Please, please God, let this stimulus bill pass so for once I don’t look even more like the impotent, wisp of a senate majority leader everyone thinks I am.

I’ve tried my very best to make dear leader Obama proud. I even let Rahm Emanuel follow me around all day like a smitten school girl to make sure I didn’t get bullied by those meany Republicans. They can be so rude!

But did I complain? No.

Did I whine about having to spend endless hours in backroom negotiations trying to trim $80 billion in pork so the only three rational Republicans in the Senate, Susan Collins, Olympia Snowe, and Arlen Specter would agree to support it? No.

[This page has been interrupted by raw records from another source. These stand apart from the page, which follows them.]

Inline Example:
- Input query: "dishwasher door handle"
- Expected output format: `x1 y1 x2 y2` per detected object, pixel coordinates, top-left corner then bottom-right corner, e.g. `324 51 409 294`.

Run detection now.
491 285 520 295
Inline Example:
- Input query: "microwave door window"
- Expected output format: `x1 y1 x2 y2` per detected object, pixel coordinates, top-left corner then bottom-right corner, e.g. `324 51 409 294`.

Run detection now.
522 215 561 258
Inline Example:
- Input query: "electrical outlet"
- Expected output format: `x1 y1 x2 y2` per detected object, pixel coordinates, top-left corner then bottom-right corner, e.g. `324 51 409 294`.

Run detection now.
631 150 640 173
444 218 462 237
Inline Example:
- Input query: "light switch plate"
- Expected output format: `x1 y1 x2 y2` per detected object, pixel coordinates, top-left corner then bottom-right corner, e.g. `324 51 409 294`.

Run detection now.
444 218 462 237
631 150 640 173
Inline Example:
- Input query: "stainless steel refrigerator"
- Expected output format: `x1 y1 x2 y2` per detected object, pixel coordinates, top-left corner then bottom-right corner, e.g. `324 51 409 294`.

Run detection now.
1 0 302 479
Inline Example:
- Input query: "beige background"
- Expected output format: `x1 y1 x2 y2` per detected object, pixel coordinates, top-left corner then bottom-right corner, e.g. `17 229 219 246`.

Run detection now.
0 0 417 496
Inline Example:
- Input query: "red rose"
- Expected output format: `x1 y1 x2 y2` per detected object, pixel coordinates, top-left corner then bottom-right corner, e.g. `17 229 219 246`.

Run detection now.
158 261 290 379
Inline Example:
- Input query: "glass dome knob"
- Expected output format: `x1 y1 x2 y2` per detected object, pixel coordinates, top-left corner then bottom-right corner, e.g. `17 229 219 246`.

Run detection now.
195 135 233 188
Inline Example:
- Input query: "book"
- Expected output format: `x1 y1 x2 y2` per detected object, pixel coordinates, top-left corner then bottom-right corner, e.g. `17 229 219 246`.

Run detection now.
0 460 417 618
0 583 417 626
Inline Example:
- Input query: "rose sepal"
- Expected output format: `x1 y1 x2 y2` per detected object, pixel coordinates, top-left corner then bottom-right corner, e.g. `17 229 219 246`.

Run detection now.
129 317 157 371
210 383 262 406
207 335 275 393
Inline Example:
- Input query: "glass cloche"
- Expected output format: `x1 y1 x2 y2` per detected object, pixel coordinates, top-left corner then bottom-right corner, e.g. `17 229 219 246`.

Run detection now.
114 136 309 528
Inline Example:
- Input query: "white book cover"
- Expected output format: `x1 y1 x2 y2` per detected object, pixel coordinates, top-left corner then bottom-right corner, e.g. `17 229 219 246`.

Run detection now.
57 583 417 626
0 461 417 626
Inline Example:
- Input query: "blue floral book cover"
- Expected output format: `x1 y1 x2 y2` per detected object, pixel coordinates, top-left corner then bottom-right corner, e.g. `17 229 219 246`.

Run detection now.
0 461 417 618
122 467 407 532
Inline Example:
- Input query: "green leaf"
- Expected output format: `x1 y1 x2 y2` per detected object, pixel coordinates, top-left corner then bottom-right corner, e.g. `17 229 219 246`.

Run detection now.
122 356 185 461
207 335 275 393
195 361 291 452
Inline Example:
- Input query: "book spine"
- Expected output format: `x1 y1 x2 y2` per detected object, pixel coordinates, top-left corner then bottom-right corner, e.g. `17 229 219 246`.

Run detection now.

Or how about having to deal with those pesky “moderate” Democrats (whatever the hell that means…who do they think they’re kidding?) like self-proclaimed conservative Nebraska Sen. Ben Nelson?

You try talking to a guy who says things like, “We trimmed the fat, fried the bacon and milked the sacred cows.” A real piece of work that Nelson.

But, hey, whatever it takes to make a little ol’ senate majority leader like me look powerful. Harry Reid, he’s strong like bull.

And to get that damn mad man Rahm Emanuel off my back. He’s scary.